_________________________________________________________

What will the new trail system look like?

Most of the trails that we now enjoy in the Columbia Gorge and around Mount Hood were built in the early 1900s, when trails were the main travel network in the forest. Since then, nearly half the trails in the Mount Hood National Forest have been lost to logging and road building. The Mount Hood National Park proposal would reverse this trend, and double the trail network from what exists on the ground today. Where the old trails were mainly for forest travel, the new system will focus on the public health benefits that trails bring through recreation.

Trail advocates might have a hard time imagining this future, given how hard it is today to simply protect the current system from further decline. But under national park status, the management emphasis would shift away from maintaining the huge network of logging roads and toward restoring a functioning trail system. The new focus would be on trails that meet the needs of a growing region and allow for much more hiking, biking, horseback riding and backpacking.

The following are the trail elements described on the individual proposal maps shown on the main proposal page:

Existing Trails: today's network of trails seems to fit just two categories - crowded and overburdened or fading away from lack of use or maintenance. The first task in rebuilding the trail system is simply to stop the bleeding by rehabilitating overused trails, while improving access and maintenance on the lesser-used, poorly maintained routes. This existing network of trails forms the backbone for expanding the system.

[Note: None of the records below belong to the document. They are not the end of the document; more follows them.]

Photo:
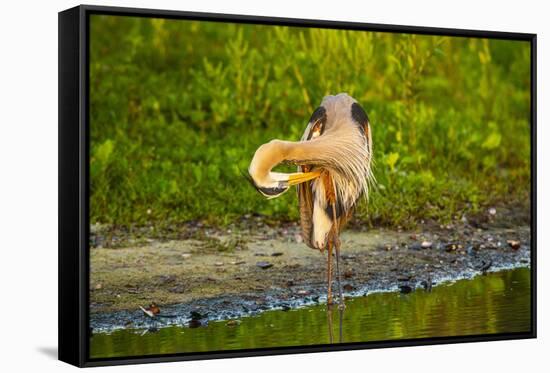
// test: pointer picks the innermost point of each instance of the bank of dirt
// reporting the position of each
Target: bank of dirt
(234, 271)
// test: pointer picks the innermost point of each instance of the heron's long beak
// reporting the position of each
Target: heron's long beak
(302, 177)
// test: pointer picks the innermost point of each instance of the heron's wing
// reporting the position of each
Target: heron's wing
(305, 198)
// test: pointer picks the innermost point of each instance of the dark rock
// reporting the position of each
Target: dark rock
(233, 323)
(348, 287)
(264, 265)
(426, 245)
(178, 289)
(348, 274)
(484, 267)
(415, 246)
(197, 315)
(405, 289)
(194, 323)
(427, 284)
(514, 244)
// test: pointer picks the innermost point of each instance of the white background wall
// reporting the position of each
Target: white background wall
(28, 184)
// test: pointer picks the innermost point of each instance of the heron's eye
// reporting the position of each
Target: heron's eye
(316, 129)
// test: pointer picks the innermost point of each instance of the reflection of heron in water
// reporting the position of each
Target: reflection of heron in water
(334, 170)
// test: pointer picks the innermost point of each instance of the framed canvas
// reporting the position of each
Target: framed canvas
(408, 155)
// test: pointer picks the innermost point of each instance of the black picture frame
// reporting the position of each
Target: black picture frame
(74, 227)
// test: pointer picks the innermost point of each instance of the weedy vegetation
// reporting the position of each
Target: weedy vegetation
(178, 108)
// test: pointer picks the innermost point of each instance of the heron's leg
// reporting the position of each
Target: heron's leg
(341, 303)
(336, 238)
(329, 322)
(329, 273)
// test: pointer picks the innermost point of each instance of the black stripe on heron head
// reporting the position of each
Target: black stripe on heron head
(319, 116)
(359, 116)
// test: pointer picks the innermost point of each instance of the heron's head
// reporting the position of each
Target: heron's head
(272, 184)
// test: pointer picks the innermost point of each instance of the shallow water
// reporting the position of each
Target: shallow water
(498, 302)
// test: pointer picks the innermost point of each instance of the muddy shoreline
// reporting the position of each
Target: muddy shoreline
(236, 273)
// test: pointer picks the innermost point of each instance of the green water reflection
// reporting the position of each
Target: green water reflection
(496, 303)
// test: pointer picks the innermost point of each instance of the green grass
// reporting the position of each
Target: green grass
(179, 107)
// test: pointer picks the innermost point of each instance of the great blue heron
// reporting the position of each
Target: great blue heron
(334, 160)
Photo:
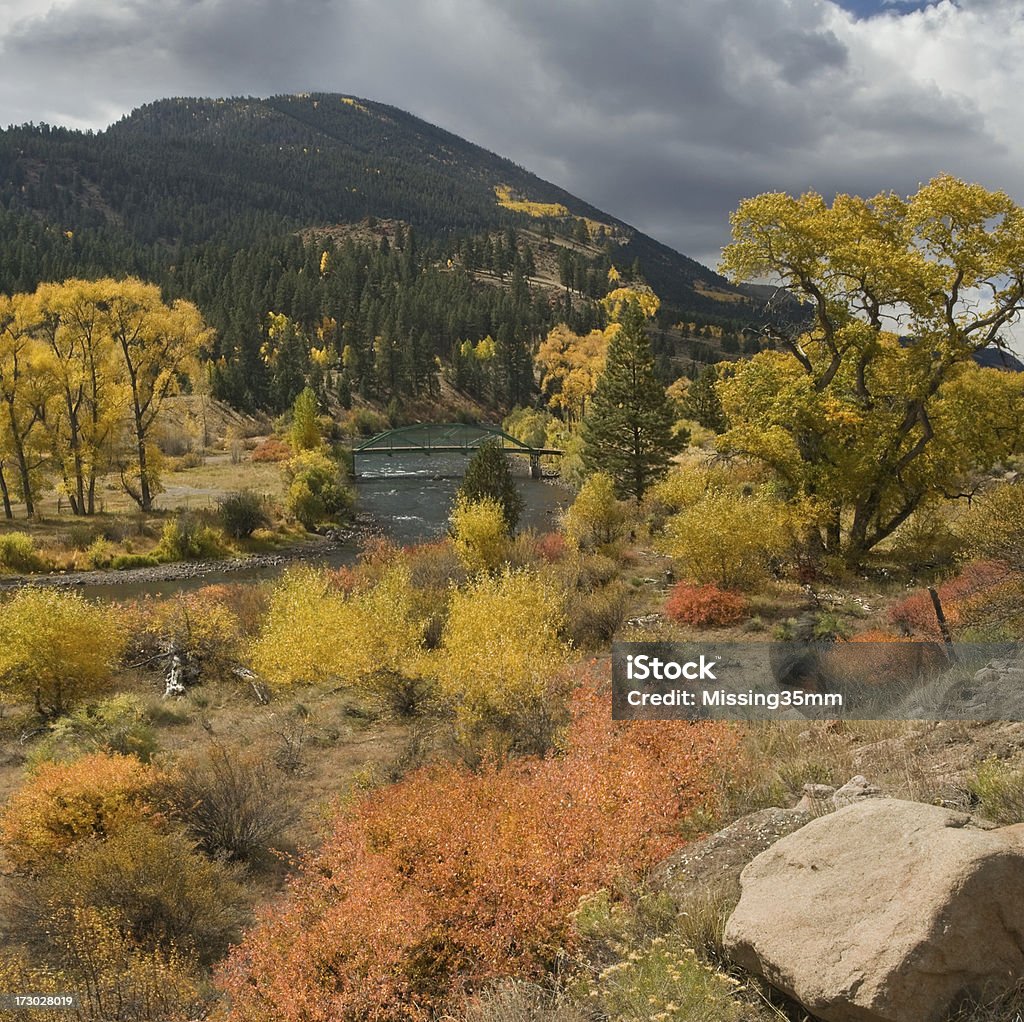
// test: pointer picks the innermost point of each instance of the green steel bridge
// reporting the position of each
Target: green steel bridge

New Trails: the national park proposal calls for many new hiking trails, often restoring routes that once existed, or completing connections similar to those that used to exist. The difference from trails of the past is that the new routes would focus on today's recreational users, with an emphasis on providing the best routes for scenery, comfortable grades for exercise and opportunities for hiking loops. The system would also be designed to provide a wide range of hiking options that meet the varying ability of a wide variety of users.

The new trails would focus on bringing hikers to new destinations that are little-known, and have exceptional scenic and recreational values. The new routes are often focused on campgrounds, allowing weekenders to spend extended visits exploring the system, or making short backpacks into the new park. Trailheads would be deisgned for a level of safety and security that encourages more hiking and backpacking.

Bike Trails: the vast network of deteriorating logging roads in the Mount Hood National Forest provide a unique opportunity to create an unparalleled, world-class network of single and double-track bike routes in the new park.

Bicycle advocates will be quick to note that national parks generally do not allow bicycles on trails today, so this is one of the legislative caveats that will be essential to creating a new Mount Hood National Park. But bicycles are highly compatible with national park management values, and the restoration theme in this proposal is the perfect context for demonstrating how a management liability like an old road network can be rehabilitated to become a recreation asset - just as bike-friendly Oregon is the logical place to demonstrate how bicycles can become part of the national park recreation philosophy.

On the proposal maps, the new bike networks are planned as dense, interconnected systems that will provide a high recreational value with many loop options for cyclists exploring a given area. The system is also designed around campgrounds that would allow for weekender cyclists to have extended biking excursions into the new park.